Peter Jackson with his usage of one particular character in the Lord of the Rings known as Gollum makes the audience feel at times like they are watching two characters because of his counterpart Smeagol. Prince talks about the character Gollum and his series of soliloquies that occur throughout the Lord of the Rings films. Prince mentions how “Jackson films some within a single take, while covering others by cutting between the dueling personalities as if they were two separate beings… uses shot-reverse-shot cutting to separate them, and the alternating compositions serve to emphasize the difference in eye and facial animation” (Prince, 132). It is amazing how Jackson did some of the Gollum and Smeagol sequences in one single take, especially since both of them make very different facial expressions throughout the films. One has to appreciate how good the soliloquies were done since “most of the soliloquy is filmed in extreme close-up, it is wholly dependent on the quality and conviction of the digital performance” (Prince, 133). This is when we as moviegoers or critiques can appreciate the greatness of special effects and their wide range of flexibility in key story plot roles within films like Lord of the Rings. “Gollum is the trilogy’s most memorable creation, the one that arguably affects audiences most deeply. Visual effects artists, as well, were impressed” (Prince, 134). The effort put into maximizing the full potential of the available special effects for a film truly pay off when the fans of the film truly show appreciation for the sequences of where these effects were used like for Gollum.

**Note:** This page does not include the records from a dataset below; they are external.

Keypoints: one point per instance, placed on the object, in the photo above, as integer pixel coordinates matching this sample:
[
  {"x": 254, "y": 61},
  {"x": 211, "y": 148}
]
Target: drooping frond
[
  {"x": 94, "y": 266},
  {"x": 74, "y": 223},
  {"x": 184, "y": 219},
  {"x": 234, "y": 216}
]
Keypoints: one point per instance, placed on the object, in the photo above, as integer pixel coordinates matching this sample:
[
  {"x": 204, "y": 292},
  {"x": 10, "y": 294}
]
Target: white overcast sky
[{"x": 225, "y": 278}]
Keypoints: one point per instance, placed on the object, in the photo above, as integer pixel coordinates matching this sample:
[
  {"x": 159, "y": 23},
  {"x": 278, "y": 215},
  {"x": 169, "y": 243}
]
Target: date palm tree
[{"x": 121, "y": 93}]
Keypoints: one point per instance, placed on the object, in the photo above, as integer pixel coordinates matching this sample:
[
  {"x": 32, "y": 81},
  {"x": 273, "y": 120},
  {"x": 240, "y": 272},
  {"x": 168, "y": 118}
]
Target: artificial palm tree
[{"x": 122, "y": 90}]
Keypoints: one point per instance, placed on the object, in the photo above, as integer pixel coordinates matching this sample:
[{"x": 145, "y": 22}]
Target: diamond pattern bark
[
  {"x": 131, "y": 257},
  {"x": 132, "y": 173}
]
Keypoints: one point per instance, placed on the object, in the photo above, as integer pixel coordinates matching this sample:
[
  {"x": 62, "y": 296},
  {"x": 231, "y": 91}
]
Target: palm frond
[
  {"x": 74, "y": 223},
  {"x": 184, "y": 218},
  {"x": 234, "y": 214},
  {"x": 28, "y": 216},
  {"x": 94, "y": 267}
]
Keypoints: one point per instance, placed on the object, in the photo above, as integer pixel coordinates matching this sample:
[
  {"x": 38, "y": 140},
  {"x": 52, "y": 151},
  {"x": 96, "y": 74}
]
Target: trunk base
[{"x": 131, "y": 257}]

Peter Jackson’s films make such excellent use of special effects and the scene above From King Kong (2005) is a perfect example of it. I would never imagine how much effort was put into making the scene where King Kong fights the T-Rex’s after reading what Prince reveals about what went into this scene. “Its elements were composed of Watts as the live-action element filmed against bluescreen, Kong and the T-Rex as CG elements, CG foliage in the foreground, and a digital matte painting representing the distant mountains” (Prince, 64). What’s interesting is as Watts was shot on bluescreen, the CG characters and environment hadn’t been built yet and the lighting on Watts seemed to have failed to pair with “what was subsequently created for the CG elements” due to lighting (Prince, 64). The solution found was to relight Watts as a digital figure and this is common with special effects (Prince, 65). A similar solution was applied in a scene from Lord of the Rings the Two Towers (2002) when Gandalf arrives at the battle of Helms Deep. He is seen marching down a hill with the army of Rohan behind him and in the making of the film they reveal that the Gandalf figure leading the army is digitized and the real Ian Murray McKellen wasn’t in the entire scene.
Prince, Stephen. Digital Visual Effects in Cinema: The Seduction of Reality. New Brunswick, NJ: Rutgers UP, 2012. Print.